In hindsight I regret I did not say more about the contribution of Wwoofers to our guests at the meeting. It is not just that without having the support of Wwoofers the garden operation would probably have to close but as importantly they enrich our understanding of other cultures and younger generations, while also allowing us to share our knowledge and enthusiasms.
We had another group of young people visit us on Friday and all went very well – I have a ‘wonky’ knee at the moment so Brendon and Jasper did the honours and did them very well indeed.
Despite the cold nights the gardens are really coming to life and increasingly we are able to meet requests from Worcester Roots and others for salad crops. The soil is still cold and so the temptation to sow has to be controlled! We have covered some of the vegetable beds with black plastic to help the necessary warming up. The problem with this is of course the likelihood of helping the slug population! Increasingly the work out there in the gardening world is that this is going to be a boom year for slug numbers. They are so hard to love!

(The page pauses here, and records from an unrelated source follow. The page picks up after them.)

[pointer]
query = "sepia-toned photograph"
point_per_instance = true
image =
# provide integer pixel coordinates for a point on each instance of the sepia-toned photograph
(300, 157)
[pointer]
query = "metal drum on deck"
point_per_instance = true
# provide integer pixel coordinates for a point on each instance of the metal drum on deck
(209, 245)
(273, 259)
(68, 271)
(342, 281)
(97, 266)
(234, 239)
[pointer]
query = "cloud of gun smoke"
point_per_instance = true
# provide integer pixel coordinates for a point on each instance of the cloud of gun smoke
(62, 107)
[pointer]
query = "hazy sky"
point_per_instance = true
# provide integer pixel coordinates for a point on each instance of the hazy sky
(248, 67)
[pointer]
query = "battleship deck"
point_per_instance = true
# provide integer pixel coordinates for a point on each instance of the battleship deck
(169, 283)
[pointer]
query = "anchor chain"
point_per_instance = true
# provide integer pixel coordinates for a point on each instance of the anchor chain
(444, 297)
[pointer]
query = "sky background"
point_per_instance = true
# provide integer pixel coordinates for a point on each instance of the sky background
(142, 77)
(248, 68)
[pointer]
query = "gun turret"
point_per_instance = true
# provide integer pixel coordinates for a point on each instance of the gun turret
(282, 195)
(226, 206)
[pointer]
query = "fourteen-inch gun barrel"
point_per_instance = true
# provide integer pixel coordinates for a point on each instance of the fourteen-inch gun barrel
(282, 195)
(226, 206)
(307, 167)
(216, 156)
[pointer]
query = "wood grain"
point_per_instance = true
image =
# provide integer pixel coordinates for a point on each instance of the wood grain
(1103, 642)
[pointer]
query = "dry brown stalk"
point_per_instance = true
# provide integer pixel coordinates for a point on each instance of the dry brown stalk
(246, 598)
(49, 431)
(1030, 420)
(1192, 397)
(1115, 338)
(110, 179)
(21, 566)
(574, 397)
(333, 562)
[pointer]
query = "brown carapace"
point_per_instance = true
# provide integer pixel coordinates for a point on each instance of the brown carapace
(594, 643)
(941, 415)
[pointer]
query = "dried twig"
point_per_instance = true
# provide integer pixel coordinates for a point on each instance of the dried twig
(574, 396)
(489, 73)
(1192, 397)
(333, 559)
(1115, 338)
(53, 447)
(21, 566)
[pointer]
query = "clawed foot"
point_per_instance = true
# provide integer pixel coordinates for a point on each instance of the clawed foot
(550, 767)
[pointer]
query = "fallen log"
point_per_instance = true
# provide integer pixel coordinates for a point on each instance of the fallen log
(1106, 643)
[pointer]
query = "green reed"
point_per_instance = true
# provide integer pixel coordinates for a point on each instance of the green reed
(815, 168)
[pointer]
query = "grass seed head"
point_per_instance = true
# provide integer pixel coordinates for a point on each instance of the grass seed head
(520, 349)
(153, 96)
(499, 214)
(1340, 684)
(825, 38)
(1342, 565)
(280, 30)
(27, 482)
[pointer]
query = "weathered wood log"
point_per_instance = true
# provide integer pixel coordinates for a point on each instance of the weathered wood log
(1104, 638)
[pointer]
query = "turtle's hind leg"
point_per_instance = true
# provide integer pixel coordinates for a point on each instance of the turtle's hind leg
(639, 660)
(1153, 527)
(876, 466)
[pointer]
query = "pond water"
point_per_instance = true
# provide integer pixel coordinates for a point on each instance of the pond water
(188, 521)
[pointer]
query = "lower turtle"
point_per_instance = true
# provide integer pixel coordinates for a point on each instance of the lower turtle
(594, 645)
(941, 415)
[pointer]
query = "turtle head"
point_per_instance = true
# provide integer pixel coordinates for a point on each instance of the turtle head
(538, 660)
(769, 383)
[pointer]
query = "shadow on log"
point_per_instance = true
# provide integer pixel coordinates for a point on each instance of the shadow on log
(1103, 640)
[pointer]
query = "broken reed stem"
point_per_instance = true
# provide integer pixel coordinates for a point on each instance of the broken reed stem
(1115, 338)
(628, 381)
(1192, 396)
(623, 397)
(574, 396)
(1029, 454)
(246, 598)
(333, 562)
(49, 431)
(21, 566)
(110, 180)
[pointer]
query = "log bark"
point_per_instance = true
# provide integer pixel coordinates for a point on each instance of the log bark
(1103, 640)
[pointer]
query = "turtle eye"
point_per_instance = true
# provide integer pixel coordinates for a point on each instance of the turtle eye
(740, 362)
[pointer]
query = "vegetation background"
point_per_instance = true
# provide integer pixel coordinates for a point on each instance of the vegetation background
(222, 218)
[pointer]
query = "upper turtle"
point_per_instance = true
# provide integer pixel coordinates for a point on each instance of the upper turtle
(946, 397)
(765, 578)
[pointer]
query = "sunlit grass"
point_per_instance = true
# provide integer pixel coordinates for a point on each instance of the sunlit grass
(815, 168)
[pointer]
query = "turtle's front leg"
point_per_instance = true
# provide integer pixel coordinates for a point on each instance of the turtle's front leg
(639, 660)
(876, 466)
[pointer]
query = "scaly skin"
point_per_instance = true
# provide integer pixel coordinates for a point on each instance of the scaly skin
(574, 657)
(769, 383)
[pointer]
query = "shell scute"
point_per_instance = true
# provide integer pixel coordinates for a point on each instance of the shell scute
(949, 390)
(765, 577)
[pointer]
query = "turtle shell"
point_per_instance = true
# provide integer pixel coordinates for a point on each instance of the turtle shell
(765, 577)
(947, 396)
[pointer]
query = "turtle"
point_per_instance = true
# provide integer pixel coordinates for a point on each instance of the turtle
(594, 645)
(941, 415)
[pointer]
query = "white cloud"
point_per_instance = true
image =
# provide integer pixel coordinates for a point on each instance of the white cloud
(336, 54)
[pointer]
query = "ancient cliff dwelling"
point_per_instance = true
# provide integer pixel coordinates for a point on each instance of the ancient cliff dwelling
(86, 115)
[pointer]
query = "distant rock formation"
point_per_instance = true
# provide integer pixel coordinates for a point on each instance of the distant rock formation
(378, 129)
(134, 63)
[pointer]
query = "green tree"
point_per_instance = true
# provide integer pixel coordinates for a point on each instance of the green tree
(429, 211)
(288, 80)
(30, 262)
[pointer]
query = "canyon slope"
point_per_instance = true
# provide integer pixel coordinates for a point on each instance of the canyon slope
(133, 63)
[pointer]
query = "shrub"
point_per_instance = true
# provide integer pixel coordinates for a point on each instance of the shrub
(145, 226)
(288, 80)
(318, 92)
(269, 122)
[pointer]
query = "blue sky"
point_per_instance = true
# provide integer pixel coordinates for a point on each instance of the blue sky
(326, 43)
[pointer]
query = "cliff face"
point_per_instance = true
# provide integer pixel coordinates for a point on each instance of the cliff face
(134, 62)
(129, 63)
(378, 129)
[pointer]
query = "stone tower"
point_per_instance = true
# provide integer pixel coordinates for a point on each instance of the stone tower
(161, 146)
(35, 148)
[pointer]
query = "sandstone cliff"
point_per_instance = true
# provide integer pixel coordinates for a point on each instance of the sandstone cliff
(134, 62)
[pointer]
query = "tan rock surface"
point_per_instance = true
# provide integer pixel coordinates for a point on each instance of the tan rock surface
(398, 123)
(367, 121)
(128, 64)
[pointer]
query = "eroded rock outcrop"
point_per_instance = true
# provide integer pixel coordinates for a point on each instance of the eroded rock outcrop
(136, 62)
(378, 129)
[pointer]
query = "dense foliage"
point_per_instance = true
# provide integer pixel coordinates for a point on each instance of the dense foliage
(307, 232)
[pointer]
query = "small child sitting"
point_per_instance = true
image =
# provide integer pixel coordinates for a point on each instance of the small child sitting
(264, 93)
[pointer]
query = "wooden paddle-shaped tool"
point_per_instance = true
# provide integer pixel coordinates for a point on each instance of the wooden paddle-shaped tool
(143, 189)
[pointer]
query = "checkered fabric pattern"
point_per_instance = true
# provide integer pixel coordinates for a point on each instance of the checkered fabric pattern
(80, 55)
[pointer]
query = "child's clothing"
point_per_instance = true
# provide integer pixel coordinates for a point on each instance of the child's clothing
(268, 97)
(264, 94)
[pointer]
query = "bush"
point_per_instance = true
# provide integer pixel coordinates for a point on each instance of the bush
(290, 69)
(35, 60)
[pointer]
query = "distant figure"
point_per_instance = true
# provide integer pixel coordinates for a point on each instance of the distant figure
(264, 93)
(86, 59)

Next week we have two quite different meetings planned. One with our contractor to arrange for the cultivation and subsequent drilling of one of our big fields with a special pasture seed mix and the other with our Natural England adviser to ensure we fill in the new claim forms properly. Those of you who have been on farm walks will know how important a contribution Natural England makes to our work to bring this farm back to life. Government agencies are often and properly criticised but our experience particularly with their team on the ground has only been positive.